Elsevier

Pattern Recognition Letters

Volume 155, March 2022, Pages 135-142
Pattern Recognition Letters

Robust experience replay sampling for multi-agent reinforcement learning

https://doi.org/10.1016/j.patrec.2021.11.006Get rights and content

Highlights

  • Propose new algorithms for acquiring suitable experiences from buffer through filtering.

  • Strengthen exploration strategy by reducing repetitive decisions at a given state.

  • Improve performance which is higher than or comparable to the baseline algorithms.

  • Achieve early convergence and improved policy searching compared to the baselines.

Abstract

Learning from the relevant experiences leads to fast convergence if the experiences provide useful information. We present the new and simple yet efficient technique to find suitable samples of experiences to train the agents in a given state of an environment. We intended to increase the number of states visited and unique sequences that efficiently reduce the number of states the agents have to explore or exploit. Our technique implicitly introduces additional strength to the exploration-exploitation trade-off. It filters the samples of experiences that can benefit more than half the number of agents and then utilizes the experiences to extract useful information for decision making. First, we compute the similarities between the observed state and previous states in the experiences to achieve this filtering. Then, we filter the samples using the hyper-parameter, z, to decide which experiences will be suitable. We found out that agents learn quickly and efficiently since sampled experiences provide useful information that speeds up convergence. In every episode, most agents learn or contribute to improve the total expected future return. We further study our approaches’ generalization ability and present different settings to show significant improvements in diverse experiment environments.

Introduction

Replay memory is an essential concept in deep reinforcement learning since it enables the algorithms to reuse the observed streams of experiences to improve their internal beliefs. Most of the algorithms use stored samples in the replay memory for data efficiency [14], [27], [30]. Since experience replay breaks data correlation [2], [21], it introduces a significant improvement to the data efficiency to induce stability in training and speed up learning.
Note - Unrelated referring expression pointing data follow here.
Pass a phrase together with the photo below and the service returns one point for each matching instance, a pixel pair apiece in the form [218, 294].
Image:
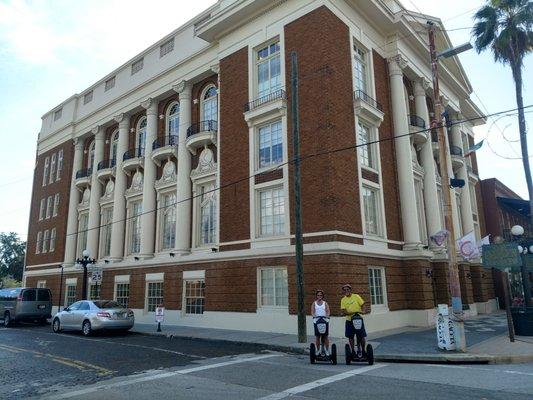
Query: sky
[51, 49]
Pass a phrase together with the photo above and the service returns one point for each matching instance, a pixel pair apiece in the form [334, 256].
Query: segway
[320, 355]
[361, 355]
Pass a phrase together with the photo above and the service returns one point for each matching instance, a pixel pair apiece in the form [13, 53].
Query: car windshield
[107, 304]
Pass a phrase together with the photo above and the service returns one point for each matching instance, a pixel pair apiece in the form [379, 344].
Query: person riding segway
[352, 306]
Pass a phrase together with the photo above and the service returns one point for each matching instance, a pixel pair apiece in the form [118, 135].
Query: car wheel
[86, 328]
[56, 325]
On the contrary, the essence of training data collection is fairly modest to obtain in a simulation environment compared to real-world control tasks [2]. Because of such limitations, most reinforcement learning algorithms tend not to shine in real-world applications; henceforth, they become impractical. In these situations, efficient utilization of resources and time is crucial. That way, deep learning-based agents can take advantage of the collected and stored experiences in the replay memory to learn efficiently and mitigate several problems [8].

Normally, approximately one million or more samples can be collected and stored in the memory buffer. Because of that, there must be sampling techniques to sample relevant experiences from the replay memory. Usually, most RL algorithms randomly sample a batch of samples at each step to update the agent’s parameters. Unfortunately, not all samples at the given state should be equally weighted [2], [21]; therefore, random sampling would be inadequate approach to choose useful samples.

This paper proposes a samples filtering technique since discovering samples rich in useful information to agents at the particular states is challenging. It is even more challenging when dealing with problems involving multiple agents. Our technique is adopting a cosine similarity to measure the similarity between two vectors as discussed in Section 4. By computing the similarity scores, we can choose which data samples are suitable for agents’ parameters improvement for better performance. Furthermore, this sampling technique reduces the chance of using the same transitions of state-action pairs and rewards too often. This way, we increase the possibility of examining unexplored decisions. The unexplored decisions will prevent the agents to frequently take the same actions several times and always end up at the same visited states without acquiring new experiences.

The following is the summary of the contributions of our works;

  • Propose new algorithms for acquiring relevant experiences from experience replay memory through filtering.

  • Strengthen exploration strategy by reducing repetitive decisions at a given state.

  • Improve performance, which is higher than or comparable to the baseline algorithms.

  • Achieve early convergence and improved policy searching in several tasks compared to the baselines.

Section snippets

Related work

While single-agent reinforcement learning (SARL) gains popularity in research as well as industrial applications, multi-agent reinforcement learning (MARL) still is facing some challenges, one of which is non-stationarity. Non-stationarity in a multi-agent environment (Markov games) emerged as a result of changes in each agent’s policy over time due to each agent’s action that also affects state transition functions and reward functions of one another [19].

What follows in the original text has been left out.